Thanks to the success of the agreements between Central American countries and the United States concerning illegal immigration, this caravan may not make it past Guatemala, if it is allowed into that country. In October a caravan was turned away from the Guatemalan border. At that time, the caravan also consisted of 1,000 Hondurans trying to cross over into the United States. Fall is the traditional migrant caravan season and that caravan didn’t get very far. The Mexican government has deployed security forces at busy border crossings with Guatemala to limit access to Mexico. The Guatemalan government doesn’t want to rock the boat as it anticipates that the Biden administration will provide financial assistance.

Guatemala’s national police said they were preparing for the arrival of migrants at the border crossing of Agua Caliente, in the department of Esquipulas. “Preventive measures continue at the national level,” the police said on Twitter on Thursday, and posted a photograph of police vehicles parked by an empty border crossing. A Guatemalan migration official said migrants would be required to have a valid passport and a Covid-19 test to enter the country, requirements that few can meet and would likely lead to most being turned back.
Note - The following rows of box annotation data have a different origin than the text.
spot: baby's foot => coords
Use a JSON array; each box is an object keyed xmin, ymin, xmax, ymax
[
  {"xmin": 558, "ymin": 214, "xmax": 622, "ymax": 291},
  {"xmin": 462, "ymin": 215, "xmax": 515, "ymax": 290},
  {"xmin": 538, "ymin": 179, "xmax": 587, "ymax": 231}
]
The record-breaking hurricane season is to blame for this particular caravan. Like other caravans, it was organized through social media on Facebook and WhatsApp. The title used was “Looking for the American Dream.” Most of the Hondurans are traveling with backpacks containing few possessions. They have a few pants and shirts and little else. Most are wearing sports shoes in case they must run and many are wearing face masks to prevent the spread of the coronavirus. What are the odds of these people having valid passports and COVID-19 test results on them? These basic requirements from Guatemala will eliminate most, if not all of the migrants from continuing on through that country.

Hurricanes Eta and Iota were part of a record-setting Atlantic season that affected more than three million people in Honduras and close to one million in Guatemala, according to United Nations estimates. Heavy rains, floods and mudslides destroyed homes and roads and crippled an economy already suffering a deep contraction because of the Covid-19 pandemic. The U.N. Economic Commission for Latin America and the Caribbean expects Honduras’s gross domestic product to fall 8% this year.
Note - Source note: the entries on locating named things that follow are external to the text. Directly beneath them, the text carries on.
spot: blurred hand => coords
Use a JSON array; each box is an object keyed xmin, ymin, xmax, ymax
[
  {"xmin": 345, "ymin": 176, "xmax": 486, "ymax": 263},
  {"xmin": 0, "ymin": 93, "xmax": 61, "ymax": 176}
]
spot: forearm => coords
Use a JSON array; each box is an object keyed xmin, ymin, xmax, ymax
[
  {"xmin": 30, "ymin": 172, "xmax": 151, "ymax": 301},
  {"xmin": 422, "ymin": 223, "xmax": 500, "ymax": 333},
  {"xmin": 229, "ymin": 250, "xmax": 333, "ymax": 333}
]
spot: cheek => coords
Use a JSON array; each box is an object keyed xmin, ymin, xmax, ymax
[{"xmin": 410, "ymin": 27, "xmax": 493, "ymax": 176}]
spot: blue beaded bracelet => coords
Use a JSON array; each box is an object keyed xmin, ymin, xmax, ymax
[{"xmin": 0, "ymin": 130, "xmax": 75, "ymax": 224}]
Mark Morgan, Acting Commissioner of U.S. Customs and Border Protection, has been warning of a new wave of illegal immigrants arriving on the southern border since October, mostly in anticipation of Joe Biden winning the presidential election. The common perception, according to Morgan, is that the borders will be wide open in a Biden administration. Children and families, in particular, are heading to the border. Despite lockdowns during the coronavirus pandemic, the numbers of those apprehended at the border are increasing. In October, 4,630 unaccompanied children were taken into custody. In April, for example, that number was 712. The number of migrant families traveling to the border was reported to be 4,501 in October. That number was 716 in April. In November, during a six-day period, 1,000 children were taken into custody. You see where this is going. Why wouldn’t Central Americans try to come to America after hearing the promises of Democrats who want to abolish ICE, fire the border patrol, and receive blanket amnesty if Joe Biden is promising to enable them?
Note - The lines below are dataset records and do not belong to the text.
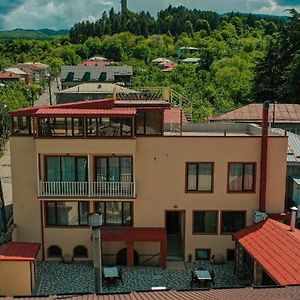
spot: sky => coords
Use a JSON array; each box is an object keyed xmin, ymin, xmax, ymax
[{"xmin": 0, "ymin": 0, "xmax": 300, "ymax": 30}]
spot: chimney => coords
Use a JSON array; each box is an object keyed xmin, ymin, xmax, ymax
[
  {"xmin": 290, "ymin": 206, "xmax": 298, "ymax": 232},
  {"xmin": 259, "ymin": 101, "xmax": 270, "ymax": 212}
]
It is hard to imagine that those who protect our borders in the border patrol and enforce immigration law in ICE will be receiving much support from Joe Biden and his administration. Especially in a pandemic, this puts Americans at risk. The rise in unaccompanied minors is particularly troubling. The fear is that it will be a replication of the child migrant crisis during the Obama administration in 2014. It may also produce a larger wave of families and unaccompanied youngsters like those who arrived seeking asylum in 2018. When confronted about the cages built during the Obama administration, Biden often throws Obama under the bus and says Obama was the president, not him. That indicates he’ll be much laxer in border enforcement. Biden will erase the good work that the Trump administration has done on the border with the sweep of a pen in his first 100 days in office.